Assassination Museum Grips Visitors With Rarely Seen Photos, Fascinating Facts

 

 

By David A. F. Sweet

 

 

 

DALLAS — If you’re an out-of-towner who’s going to write a piece on the Sixth Floor Museum at Dealey Plaza – informally known as the JFK Assassination Museum — it’s appropriate to land at Love Field, After all, that’s where President John F. Kennedy arrived on Nov. 22, 1963, where he was greeted by an enthusiastic crowd, one thrilled to see him and his wife, Jacqueline.

 

The Kennedys were welcomed by a massive crowd as they were driven through downtown Dallas.

When the plane departed less than four hours later, a new President, Lyndon Johnson, had just been sworn in on board – and the previous one was lying in the rear, ensconced in a casket.

In the lifetime of any U.S. citizen who has reached the age of 90, there have been three seismic, unforgettable events: the attack on Pearl Harbor, the Kennedy assassination, and 9/11. The first destroyed ships at a massive naval base and brought the United States into World War II: the third obliterated the two tallest structures in our nation’s largest city and began the global war on terror. But the middle one happened in an area that, aside from the white colonnades in Dealey Plaza, is so nondescript that it belies the significance of what occurred.

The former Texas School Book Depository is today the site of the Sixth Floor Museum at Dealey Plaza. Reservations are necessary for the roughly one-hour tour; on this particular Saturday, the sixth floor of the 123-year-old building was jammed with visitors.

The first panels describe the Kennedy Presidency before Dallas, but then the bulk of the exhibit emerges. Fascinating facts are shared: the FBI had only one name in its files to investigate as a possible assassin before Kennedy’s trip, and Lee Harvey Oswald was not it. Jacqueline Kennedy was enjoying her first trip with her husband since their infant son had died in August.

 

The site where Lee Harvey Oswald shot President Kennedy is re-created based on crime-scene photographs, according to the museum.

Oswald’s three shots shattered what had been a triumphant, if brief, visit. Air Force One landed at Love Field at 11:37 a.m., where more than 4,000 people cheered the Kennedys. In downtown Dallas, the crowd was 10 deep; an estimated 250,000 turned out to view the motorcade, about a quarter of the metropolitan population. As a live local news report intoned at the time, “It’s been a completely overwhelming reception for the president.”

All of this is not captured in the images we know best: the Zapruder film of the assassination, which starts about the time the limousine turns left onto Elm Street from Houston Street at 12:30 p.m. The museum notes the importance of that unique film.

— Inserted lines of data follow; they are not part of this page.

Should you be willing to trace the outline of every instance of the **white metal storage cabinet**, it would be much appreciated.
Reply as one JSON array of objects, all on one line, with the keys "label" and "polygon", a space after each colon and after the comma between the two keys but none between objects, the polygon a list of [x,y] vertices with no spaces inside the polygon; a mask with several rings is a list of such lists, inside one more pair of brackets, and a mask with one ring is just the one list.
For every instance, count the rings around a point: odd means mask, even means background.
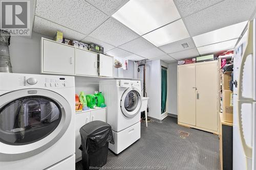
[{"label": "white metal storage cabinet", "polygon": [[43,72],[75,74],[75,48],[42,39]]},{"label": "white metal storage cabinet", "polygon": [[218,61],[179,65],[178,124],[218,134]]},{"label": "white metal storage cabinet", "polygon": [[106,122],[106,108],[98,108],[95,109],[90,109],[80,112],[76,112],[75,118],[75,155],[76,162],[82,159],[81,151],[79,149],[81,145],[81,137],[80,128],[86,124],[94,121],[101,120]]}]

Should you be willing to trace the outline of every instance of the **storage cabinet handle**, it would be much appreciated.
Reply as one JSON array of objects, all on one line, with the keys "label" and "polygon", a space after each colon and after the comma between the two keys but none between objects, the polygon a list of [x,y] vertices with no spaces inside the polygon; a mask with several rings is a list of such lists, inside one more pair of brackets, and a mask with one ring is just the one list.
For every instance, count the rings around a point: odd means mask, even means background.
[{"label": "storage cabinet handle", "polygon": [[73,64],[73,57],[70,57],[70,64]]}]

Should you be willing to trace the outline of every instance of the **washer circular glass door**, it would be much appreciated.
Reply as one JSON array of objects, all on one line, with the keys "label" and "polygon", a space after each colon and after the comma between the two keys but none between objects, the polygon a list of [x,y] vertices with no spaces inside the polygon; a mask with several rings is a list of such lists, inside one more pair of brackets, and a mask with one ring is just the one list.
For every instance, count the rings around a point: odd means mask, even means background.
[{"label": "washer circular glass door", "polygon": [[50,147],[69,126],[71,109],[62,96],[45,89],[0,96],[0,161],[24,159]]},{"label": "washer circular glass door", "polygon": [[123,93],[121,99],[121,110],[126,117],[135,116],[141,107],[141,95],[136,87],[127,88]]}]

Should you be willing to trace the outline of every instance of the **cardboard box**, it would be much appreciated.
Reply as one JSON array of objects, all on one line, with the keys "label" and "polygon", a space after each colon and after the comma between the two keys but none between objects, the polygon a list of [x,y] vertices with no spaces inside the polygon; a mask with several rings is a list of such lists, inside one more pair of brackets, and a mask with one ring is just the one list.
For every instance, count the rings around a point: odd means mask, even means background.
[{"label": "cardboard box", "polygon": [[62,43],[65,44],[68,44],[71,45],[72,44],[72,42],[71,40],[68,38],[63,38]]},{"label": "cardboard box", "polygon": [[222,90],[230,90],[229,83],[231,80],[231,72],[222,74]]},{"label": "cardboard box", "polygon": [[223,120],[233,123],[233,106],[232,106],[232,92],[231,90],[222,90],[223,98]]},{"label": "cardboard box", "polygon": [[180,60],[178,62],[178,65],[191,64],[196,63],[196,58],[189,58],[187,59],[184,59],[183,60]]},{"label": "cardboard box", "polygon": [[99,47],[99,53],[104,54],[104,48],[102,46]]},{"label": "cardboard box", "polygon": [[63,33],[58,31],[57,31],[53,40],[58,42],[62,42],[63,40]]},{"label": "cardboard box", "polygon": [[89,45],[88,45],[88,50],[92,52],[95,52],[95,44],[91,43]]}]

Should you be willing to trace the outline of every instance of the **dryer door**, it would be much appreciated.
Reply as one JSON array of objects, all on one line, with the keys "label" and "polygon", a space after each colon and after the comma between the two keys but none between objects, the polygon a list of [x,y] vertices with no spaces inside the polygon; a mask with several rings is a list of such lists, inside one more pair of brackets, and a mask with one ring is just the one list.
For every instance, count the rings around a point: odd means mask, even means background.
[{"label": "dryer door", "polygon": [[0,96],[0,161],[37,154],[54,144],[71,120],[68,102],[53,91],[27,89]]},{"label": "dryer door", "polygon": [[127,88],[121,99],[122,112],[128,117],[135,116],[140,111],[141,101],[141,94],[138,89],[136,87]]}]

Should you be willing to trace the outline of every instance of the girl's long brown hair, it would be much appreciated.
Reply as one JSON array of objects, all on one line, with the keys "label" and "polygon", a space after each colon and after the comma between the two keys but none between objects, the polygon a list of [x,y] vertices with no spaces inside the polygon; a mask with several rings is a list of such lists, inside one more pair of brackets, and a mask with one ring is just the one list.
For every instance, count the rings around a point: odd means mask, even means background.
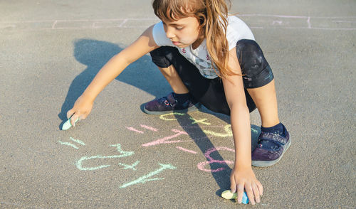
[{"label": "girl's long brown hair", "polygon": [[[228,4],[230,0],[153,0],[155,14],[172,21],[195,16],[204,30],[211,65],[216,66],[221,77],[236,75],[228,67],[229,43],[226,40]],[[230,5],[230,4],[229,4]]]}]

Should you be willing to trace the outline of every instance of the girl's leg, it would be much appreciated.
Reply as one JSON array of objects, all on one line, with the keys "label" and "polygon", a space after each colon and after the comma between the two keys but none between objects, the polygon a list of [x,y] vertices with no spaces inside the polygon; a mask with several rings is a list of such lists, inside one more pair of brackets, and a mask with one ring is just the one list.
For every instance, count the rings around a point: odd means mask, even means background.
[{"label": "girl's leg", "polygon": [[168,81],[168,83],[169,83],[169,85],[174,93],[187,94],[189,92],[189,90],[182,81],[182,79],[173,65],[171,65],[167,68],[158,67],[158,68],[161,71],[163,76],[164,76],[167,81]]},{"label": "girl's leg", "polygon": [[279,122],[273,75],[254,41],[238,41],[236,55],[244,75],[244,85],[253,100],[262,122],[258,146],[252,152],[252,165],[269,166],[279,161],[290,145],[289,134]]},{"label": "girl's leg", "polygon": [[[172,112],[187,112],[197,110],[200,104],[197,104],[189,93],[189,83],[184,82],[181,75],[176,70],[179,69],[190,70],[187,60],[178,62],[177,66],[173,63],[179,56],[177,48],[168,46],[160,47],[150,53],[152,62],[158,67],[163,76],[169,83],[173,92],[162,98],[152,100],[144,105],[145,112],[151,114],[162,114]],[[188,62],[189,63],[189,62]]]},{"label": "girl's leg", "polygon": [[260,113],[263,127],[271,127],[279,124],[277,97],[274,79],[266,85],[247,89]]},{"label": "girl's leg", "polygon": [[[191,100],[204,104],[211,111],[230,114],[220,78],[207,79],[204,77],[199,70],[183,57],[178,50],[172,47],[160,47],[151,52],[152,61],[158,66],[163,75],[171,85],[174,93],[185,93],[187,90],[192,95]],[[248,92],[245,90],[247,106],[250,112],[256,109],[256,105]],[[170,101],[171,96],[166,97]],[[164,100],[157,99],[148,102],[145,106],[150,109],[158,109],[155,113],[165,114],[169,108],[161,108],[159,102]],[[147,107],[148,106],[148,107]],[[144,109],[145,110],[145,109]]]}]

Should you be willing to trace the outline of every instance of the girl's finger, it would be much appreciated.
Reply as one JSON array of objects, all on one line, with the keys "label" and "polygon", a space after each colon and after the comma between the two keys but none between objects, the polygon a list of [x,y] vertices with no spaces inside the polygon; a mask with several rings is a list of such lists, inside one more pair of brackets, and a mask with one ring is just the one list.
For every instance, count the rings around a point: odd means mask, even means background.
[{"label": "girl's finger", "polygon": [[72,126],[75,127],[75,122],[77,122],[78,119],[79,119],[79,117],[76,114],[74,114],[73,115],[72,115],[72,117],[70,117],[70,124]]},{"label": "girl's finger", "polygon": [[255,200],[257,203],[260,203],[260,191],[256,183],[252,184],[252,191],[253,191],[253,195],[255,195]]},{"label": "girl's finger", "polygon": [[251,186],[250,183],[245,184],[245,190],[246,190],[246,193],[247,194],[247,197],[248,198],[248,200],[250,200],[250,203],[252,205],[255,205],[255,198],[253,196],[253,191],[252,191],[252,187]]},{"label": "girl's finger", "polygon": [[67,112],[67,119],[70,118],[70,117],[72,117],[73,113],[74,113],[74,110],[73,110],[73,109],[69,109],[69,111]]},{"label": "girl's finger", "polygon": [[239,183],[237,186],[237,202],[239,203],[242,203],[242,197],[244,196],[244,185],[242,183]]}]

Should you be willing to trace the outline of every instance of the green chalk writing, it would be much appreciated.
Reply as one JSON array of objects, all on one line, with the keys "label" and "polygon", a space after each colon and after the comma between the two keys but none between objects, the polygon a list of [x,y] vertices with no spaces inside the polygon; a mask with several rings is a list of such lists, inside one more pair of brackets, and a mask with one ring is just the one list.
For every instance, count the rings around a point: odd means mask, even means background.
[{"label": "green chalk writing", "polygon": [[152,176],[155,176],[155,175],[157,175],[157,174],[161,173],[162,171],[163,171],[165,169],[177,169],[176,167],[174,167],[170,164],[159,164],[159,166],[161,166],[161,168],[159,168],[159,169],[157,169],[155,171],[152,171],[152,172],[148,173],[147,175],[145,175],[142,177],[140,177],[139,178],[137,178],[135,181],[127,183],[122,185],[122,186],[120,186],[120,188],[125,188],[125,187],[127,187],[129,186],[132,186],[132,185],[135,185],[135,184],[137,184],[137,183],[145,183],[147,181],[163,180],[164,178],[149,178]]},{"label": "green chalk writing", "polygon": [[114,145],[110,145],[111,146],[115,146],[117,149],[117,151],[120,153],[120,155],[112,155],[112,156],[100,156],[100,155],[97,155],[97,156],[83,156],[80,159],[79,159],[77,163],[75,164],[77,168],[81,171],[93,171],[93,170],[97,170],[97,169],[100,169],[103,168],[107,168],[109,167],[110,165],[102,165],[100,166],[97,167],[83,167],[83,162],[84,161],[88,161],[88,160],[91,160],[91,159],[119,159],[119,158],[123,158],[123,157],[127,157],[129,156],[132,156],[132,154],[135,154],[133,151],[122,151],[121,149],[121,145],[120,144],[114,144]]},{"label": "green chalk writing", "polygon": [[83,146],[85,146],[85,144],[84,144],[84,142],[83,142],[82,141],[79,140],[79,139],[73,139],[72,137],[70,137],[70,140],[72,140],[73,141],[75,141],[75,142],[77,142],[78,144],[81,144]]},{"label": "green chalk writing", "polygon": [[126,170],[126,169],[132,169],[134,171],[136,171],[137,169],[135,168],[135,166],[136,166],[139,163],[140,163],[140,161],[137,161],[136,162],[135,162],[132,165],[127,165],[127,164],[121,164],[121,163],[119,163],[119,165],[124,166],[124,168],[123,168],[124,170]]},{"label": "green chalk writing", "polygon": [[61,143],[61,144],[70,146],[72,146],[73,148],[75,148],[76,149],[79,149],[79,147],[76,146],[75,145],[73,144],[70,142],[63,142],[62,141],[58,141],[58,142]]}]

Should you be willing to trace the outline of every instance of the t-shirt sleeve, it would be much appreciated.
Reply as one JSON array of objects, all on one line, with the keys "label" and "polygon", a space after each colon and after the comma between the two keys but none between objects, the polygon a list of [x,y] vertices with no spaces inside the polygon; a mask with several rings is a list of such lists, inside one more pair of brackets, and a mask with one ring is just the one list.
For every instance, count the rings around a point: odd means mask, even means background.
[{"label": "t-shirt sleeve", "polygon": [[161,21],[153,26],[152,36],[155,42],[159,46],[169,45],[175,46],[169,38],[167,38],[166,32],[163,28],[163,23]]},{"label": "t-shirt sleeve", "polygon": [[255,40],[255,37],[248,26],[239,18],[229,16],[229,24],[226,28],[226,39],[229,42],[229,50],[236,45],[241,39]]}]

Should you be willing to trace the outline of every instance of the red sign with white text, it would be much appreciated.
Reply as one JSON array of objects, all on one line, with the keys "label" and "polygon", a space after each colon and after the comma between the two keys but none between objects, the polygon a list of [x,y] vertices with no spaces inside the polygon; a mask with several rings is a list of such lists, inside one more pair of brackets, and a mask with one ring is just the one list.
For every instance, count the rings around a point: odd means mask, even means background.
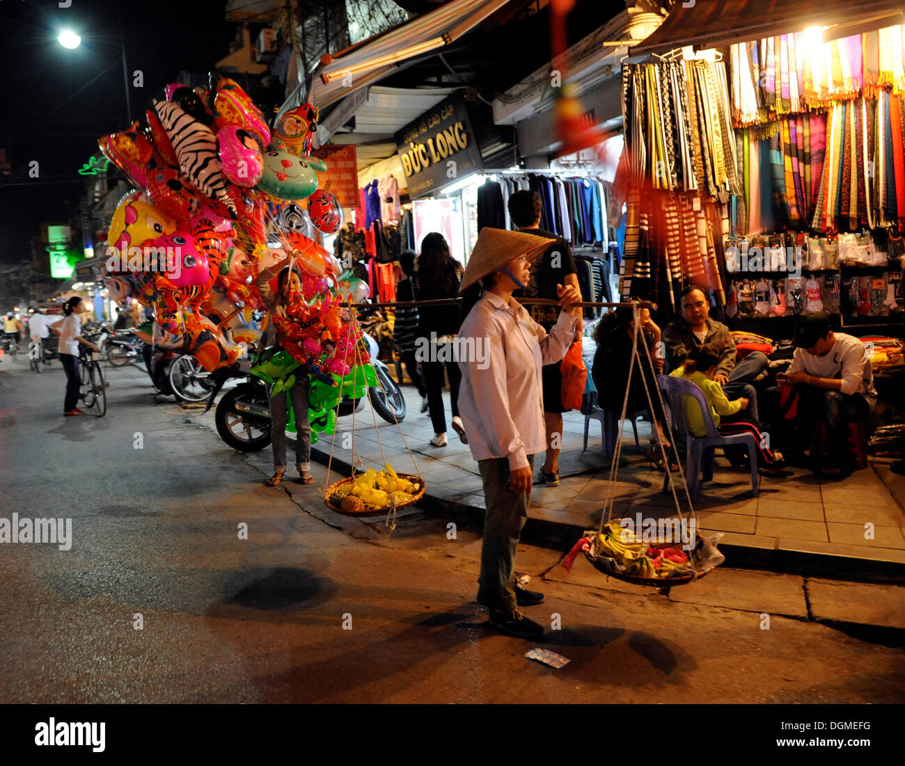
[{"label": "red sign with white text", "polygon": [[327,163],[327,171],[319,173],[319,189],[329,192],[342,207],[358,206],[358,163],[355,144],[328,144],[311,152]]}]

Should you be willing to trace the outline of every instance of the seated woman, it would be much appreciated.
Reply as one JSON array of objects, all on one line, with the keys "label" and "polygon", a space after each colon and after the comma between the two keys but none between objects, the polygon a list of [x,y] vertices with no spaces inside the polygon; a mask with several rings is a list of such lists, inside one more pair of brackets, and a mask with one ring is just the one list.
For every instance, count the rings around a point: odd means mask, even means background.
[{"label": "seated woman", "polygon": [[[643,306],[643,304],[642,304]],[[669,440],[663,434],[665,416],[660,403],[655,375],[651,372],[648,362],[648,349],[653,355],[653,370],[659,374],[663,369],[663,355],[658,353],[660,345],[660,327],[651,318],[648,308],[639,309],[641,332],[646,337],[638,338],[638,358],[632,372],[632,386],[628,392],[628,407],[626,413],[644,411],[651,420],[651,448],[647,459],[661,470],[665,470],[663,453],[658,446],[662,441],[666,450],[670,450]],[[594,355],[594,364],[591,369],[591,379],[597,388],[597,403],[608,412],[622,412],[625,399],[625,388],[628,385],[629,360],[632,358],[632,346],[634,342],[634,320],[631,307],[617,308],[604,317],[595,330],[594,339],[597,343],[597,351]],[[653,412],[651,412],[644,391],[653,402]],[[653,423],[656,423],[654,427]],[[670,469],[679,470],[674,452],[669,458]]]},{"label": "seated woman", "polygon": [[[757,445],[758,470],[764,476],[778,476],[783,467],[783,456],[773,452],[765,439],[760,423],[752,419],[745,411],[748,401],[740,396],[733,402],[726,398],[722,386],[713,380],[717,372],[719,354],[710,344],[694,349],[685,361],[670,374],[672,377],[691,381],[704,393],[704,399],[710,405],[710,415],[720,436],[735,436],[750,433]],[[685,397],[685,422],[693,436],[706,436],[703,413],[691,397]]]}]

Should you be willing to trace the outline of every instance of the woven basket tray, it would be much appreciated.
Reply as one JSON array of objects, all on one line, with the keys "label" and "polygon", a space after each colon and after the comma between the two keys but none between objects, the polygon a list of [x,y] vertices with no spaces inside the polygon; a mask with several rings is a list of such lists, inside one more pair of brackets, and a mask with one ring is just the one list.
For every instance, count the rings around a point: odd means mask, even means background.
[{"label": "woven basket tray", "polygon": [[[407,508],[409,506],[414,506],[415,503],[418,502],[418,500],[424,497],[424,490],[427,489],[427,484],[424,482],[424,478],[420,478],[414,476],[414,474],[397,473],[396,476],[399,477],[399,478],[405,478],[407,479],[408,481],[418,482],[421,485],[421,489],[419,489],[416,493],[414,493],[414,495],[412,496],[411,500],[409,500],[406,503],[396,503],[396,510],[398,511],[402,508]],[[375,508],[373,506],[365,506],[365,509],[363,511],[356,513],[354,511],[344,510],[339,506],[334,506],[330,502],[329,500],[330,495],[336,492],[336,490],[341,489],[344,487],[348,487],[349,488],[351,488],[351,486],[354,483],[355,479],[349,477],[348,478],[342,478],[339,481],[331,484],[328,487],[327,491],[324,492],[324,505],[326,505],[327,507],[329,508],[331,511],[336,511],[338,514],[342,514],[343,515],[347,516],[379,516],[383,515],[384,514],[386,514],[389,511],[389,507]]]}]

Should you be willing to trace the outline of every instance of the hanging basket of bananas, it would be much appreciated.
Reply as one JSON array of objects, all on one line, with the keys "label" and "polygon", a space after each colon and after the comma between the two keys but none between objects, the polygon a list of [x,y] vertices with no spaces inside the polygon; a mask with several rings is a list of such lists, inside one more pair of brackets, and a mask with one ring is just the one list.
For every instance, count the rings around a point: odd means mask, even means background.
[{"label": "hanging basket of bananas", "polygon": [[714,543],[697,532],[695,536],[691,551],[671,540],[643,541],[617,519],[605,524],[599,532],[586,532],[573,551],[581,550],[596,569],[610,577],[669,588],[702,577],[725,561]]},{"label": "hanging basket of bananas", "polygon": [[368,468],[330,485],[324,491],[324,503],[338,514],[376,516],[386,513],[394,503],[396,510],[416,503],[426,488],[421,477],[397,474],[387,463],[385,469]]}]

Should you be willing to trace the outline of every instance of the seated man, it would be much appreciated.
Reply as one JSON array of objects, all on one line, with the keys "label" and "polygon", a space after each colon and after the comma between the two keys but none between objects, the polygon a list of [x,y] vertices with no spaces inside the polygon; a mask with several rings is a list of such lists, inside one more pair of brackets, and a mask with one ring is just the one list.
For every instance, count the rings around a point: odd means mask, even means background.
[{"label": "seated man", "polygon": [[663,332],[666,372],[672,373],[704,344],[715,346],[719,361],[713,380],[723,387],[727,398],[748,399],[748,413],[754,421],[759,421],[757,392],[751,383],[769,364],[767,355],[755,351],[736,364],[735,341],[729,328],[710,318],[710,303],[700,288],[685,288],[679,294],[679,306],[681,315],[670,322]]},{"label": "seated man", "polygon": [[838,477],[853,468],[849,424],[867,418],[877,403],[877,392],[864,345],[830,327],[826,312],[805,315],[795,334],[792,364],[776,377],[795,386],[795,423],[804,425],[805,433],[810,435],[818,418],[825,420],[827,461],[821,473]]}]

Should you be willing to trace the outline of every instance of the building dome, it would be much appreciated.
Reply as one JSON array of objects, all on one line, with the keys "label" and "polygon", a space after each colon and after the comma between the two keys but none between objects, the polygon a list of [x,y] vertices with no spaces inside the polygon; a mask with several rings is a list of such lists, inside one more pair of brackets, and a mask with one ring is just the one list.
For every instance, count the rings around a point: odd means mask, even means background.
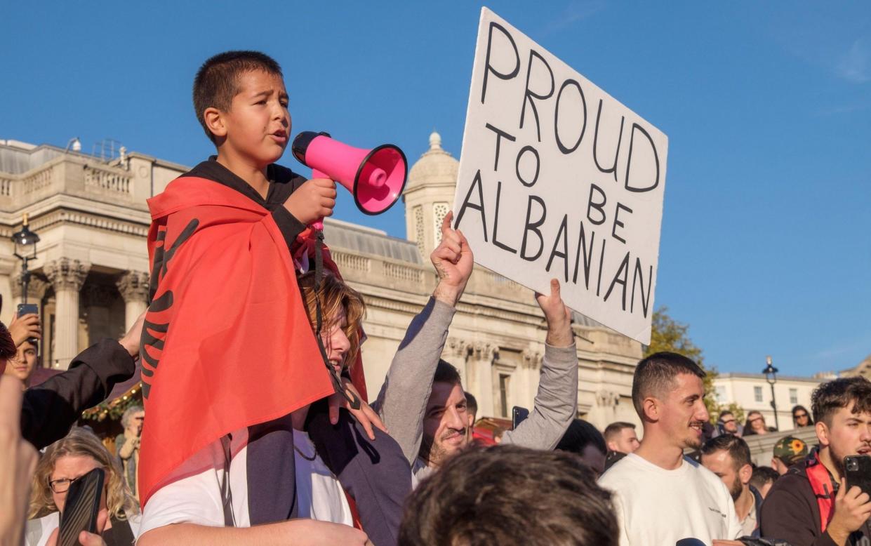
[{"label": "building dome", "polygon": [[423,152],[408,172],[406,192],[421,186],[456,185],[460,162],[442,148],[442,137],[433,131],[429,135],[429,149]]}]

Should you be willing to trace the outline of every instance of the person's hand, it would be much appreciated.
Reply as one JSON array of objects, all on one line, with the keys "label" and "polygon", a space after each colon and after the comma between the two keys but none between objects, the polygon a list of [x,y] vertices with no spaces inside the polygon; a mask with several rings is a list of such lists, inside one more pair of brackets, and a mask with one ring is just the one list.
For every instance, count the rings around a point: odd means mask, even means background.
[{"label": "person's hand", "polygon": [[329,421],[334,425],[339,422],[339,408],[344,408],[348,411],[351,412],[351,415],[357,420],[357,422],[363,427],[363,429],[366,431],[366,435],[369,437],[369,440],[375,439],[375,432],[373,427],[377,427],[387,434],[387,427],[385,427],[384,423],[381,422],[381,420],[378,416],[378,414],[375,413],[375,410],[372,409],[368,404],[363,401],[363,399],[361,398],[360,393],[357,392],[354,383],[352,383],[347,377],[342,377],[341,385],[345,390],[353,393],[356,395],[357,399],[360,400],[360,409],[351,408],[351,404],[345,400],[344,396],[339,393],[334,393],[333,394],[330,394],[329,398],[327,399],[327,405],[329,408]]},{"label": "person's hand", "polygon": [[547,339],[545,342],[552,347],[569,347],[574,342],[571,332],[571,312],[563,303],[560,296],[559,281],[550,280],[550,295],[536,293],[536,301],[544,312],[547,320]]},{"label": "person's hand", "polygon": [[856,486],[849,487],[847,478],[834,497],[834,515],[826,530],[838,544],[844,544],[850,533],[856,531],[871,516],[871,497]]},{"label": "person's hand", "polygon": [[429,254],[429,260],[438,273],[438,285],[433,297],[451,307],[460,300],[475,265],[466,237],[460,230],[450,227],[453,219],[454,213],[448,212],[442,220],[442,242]]},{"label": "person's hand", "polygon": [[[105,529],[107,521],[109,521],[109,511],[106,509],[101,509],[97,513],[97,530],[100,534]],[[59,533],[60,528],[51,531],[51,534],[49,535],[49,540],[45,543],[45,546],[57,546],[57,535]],[[82,546],[106,546],[105,541],[103,540],[103,537],[99,534],[89,533],[88,531],[82,531],[78,534],[78,543]]]},{"label": "person's hand", "polygon": [[22,383],[0,375],[0,546],[23,543],[37,450],[21,438]]},{"label": "person's hand", "polygon": [[30,338],[42,339],[43,328],[39,326],[39,315],[29,313],[20,317],[18,315],[12,317],[12,321],[9,325],[9,333],[12,336],[16,347]]},{"label": "person's hand", "polygon": [[142,340],[142,326],[145,323],[145,313],[148,310],[142,312],[142,314],[136,319],[133,326],[124,334],[124,337],[118,340],[121,347],[127,351],[127,354],[136,360],[139,357],[139,343]]},{"label": "person's hand", "polygon": [[290,194],[284,208],[306,226],[326,216],[333,216],[335,182],[329,179],[307,180]]}]

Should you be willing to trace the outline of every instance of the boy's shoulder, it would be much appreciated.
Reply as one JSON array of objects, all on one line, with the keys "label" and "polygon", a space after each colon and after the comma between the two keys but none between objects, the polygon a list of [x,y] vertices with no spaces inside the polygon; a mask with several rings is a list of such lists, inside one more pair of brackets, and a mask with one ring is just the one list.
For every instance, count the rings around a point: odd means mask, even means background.
[{"label": "boy's shoulder", "polygon": [[[306,177],[301,174],[294,172],[287,167],[280,165],[277,163],[273,163],[267,167],[267,175],[272,182],[281,185],[289,184],[294,187],[300,185],[307,179]],[[218,163],[215,156],[212,156],[208,159],[199,163],[192,169],[182,174],[179,178],[206,179],[206,180],[219,182],[226,185],[235,185],[240,182],[246,184],[244,180],[239,178],[239,176],[222,165],[220,163]]]}]

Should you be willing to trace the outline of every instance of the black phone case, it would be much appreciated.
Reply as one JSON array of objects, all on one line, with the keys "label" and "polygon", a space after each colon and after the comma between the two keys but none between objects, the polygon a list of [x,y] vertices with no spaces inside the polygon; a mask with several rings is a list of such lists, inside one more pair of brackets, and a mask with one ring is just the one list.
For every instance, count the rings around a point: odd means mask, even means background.
[{"label": "black phone case", "polygon": [[97,513],[103,495],[103,468],[94,468],[70,483],[64,513],[60,516],[57,546],[76,546],[82,531],[97,532]]},{"label": "black phone case", "polygon": [[871,455],[844,457],[844,477],[847,486],[855,485],[871,496]]},{"label": "black phone case", "polygon": [[530,416],[530,410],[520,406],[511,408],[511,429],[517,428],[517,425],[523,422]]}]

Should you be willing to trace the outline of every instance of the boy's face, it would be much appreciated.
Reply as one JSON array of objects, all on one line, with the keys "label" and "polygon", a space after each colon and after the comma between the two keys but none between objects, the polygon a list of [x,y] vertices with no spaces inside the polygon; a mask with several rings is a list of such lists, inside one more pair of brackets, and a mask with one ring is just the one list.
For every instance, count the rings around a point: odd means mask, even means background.
[{"label": "boy's face", "polygon": [[5,374],[14,375],[26,383],[37,365],[37,347],[30,341],[18,346],[18,352],[6,366]]},{"label": "boy's face", "polygon": [[230,111],[220,112],[214,131],[226,138],[221,152],[258,169],[277,161],[290,133],[287,100],[281,77],[263,71],[242,73]]}]

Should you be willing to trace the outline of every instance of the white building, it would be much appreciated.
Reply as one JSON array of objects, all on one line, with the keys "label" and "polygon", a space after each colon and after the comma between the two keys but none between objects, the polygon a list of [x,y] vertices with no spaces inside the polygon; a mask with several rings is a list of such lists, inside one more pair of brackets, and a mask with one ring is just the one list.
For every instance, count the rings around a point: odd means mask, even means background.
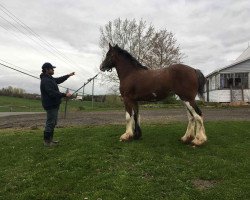
[{"label": "white building", "polygon": [[250,47],[231,65],[207,75],[208,102],[250,102]]}]

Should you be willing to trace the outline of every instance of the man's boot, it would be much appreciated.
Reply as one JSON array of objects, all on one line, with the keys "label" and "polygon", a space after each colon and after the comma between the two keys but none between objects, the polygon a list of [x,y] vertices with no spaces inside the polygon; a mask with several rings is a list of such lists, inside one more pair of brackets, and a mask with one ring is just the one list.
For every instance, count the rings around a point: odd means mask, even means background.
[{"label": "man's boot", "polygon": [[56,146],[57,144],[52,142],[51,138],[53,137],[53,134],[51,132],[44,131],[44,146],[45,147],[52,147]]},{"label": "man's boot", "polygon": [[53,140],[53,136],[54,136],[54,131],[51,132],[51,135],[50,135],[50,142],[51,142],[52,144],[58,144],[59,141]]}]

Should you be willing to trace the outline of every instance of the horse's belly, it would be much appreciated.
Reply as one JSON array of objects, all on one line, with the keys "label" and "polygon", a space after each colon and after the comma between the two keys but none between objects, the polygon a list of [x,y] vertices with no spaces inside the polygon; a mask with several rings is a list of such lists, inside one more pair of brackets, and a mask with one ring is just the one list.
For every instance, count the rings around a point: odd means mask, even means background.
[{"label": "horse's belly", "polygon": [[168,95],[168,92],[150,92],[141,95],[136,95],[137,101],[159,101],[164,99]]}]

“Without his footage, few details would be known of the actual shooting,” it shares. “His movie frames recorded how the president responded to his wounds and raised the first questions about the location of his assassin.”

 

The sixth-floor window where Oswald fired his shots is still surrounded by the book boxes that hid him. One realizes how easy a target this was for Oswald, a Marine sniper, especially as the motorcade was traveling so slowly – perhaps 5 mph. An employee directly below Oswald on the fifth floor heard the shots and the shells hitting the floor.

Amazingly, one finds out, Oswald was stopped by a Dallas patrolman minutes after the assassination in the lunchroom on the second floor of the building. The policeman had been riding in the motorcade, saw pigeons fly off the Book Depository roof after the rifle shots and ran inside. The Book Depository superintendent confirmed Oswald was an employee, and he was let go.

Oswald ended up killing a policeman before being apprehended that afternoon. Two days later, he himself was killed by Jack Ruby while handcuffed to a Dallas policeman (a detail I had never noticed in the famous photo of the murder).

 

Jacqueline Kennedy ascends the stairs to Air Force One after her husband’s murder.

Presidential assassinations in the United States are rare. The first 15 Presidents escaped unscathed before Abraham Lincoln; then they happened fairly often in comparison, as both the 20th President, James Garfield, and the 25th, William McKinley, were gunned down. But none of those were captured by photographs. The most haunting picture I encountered I had never seen before: a black-and-white side view of Jacqueline Kennedy walking up the stairs to Air Force One, the previously smiling First Lady now a shocked, grief-stricken widow.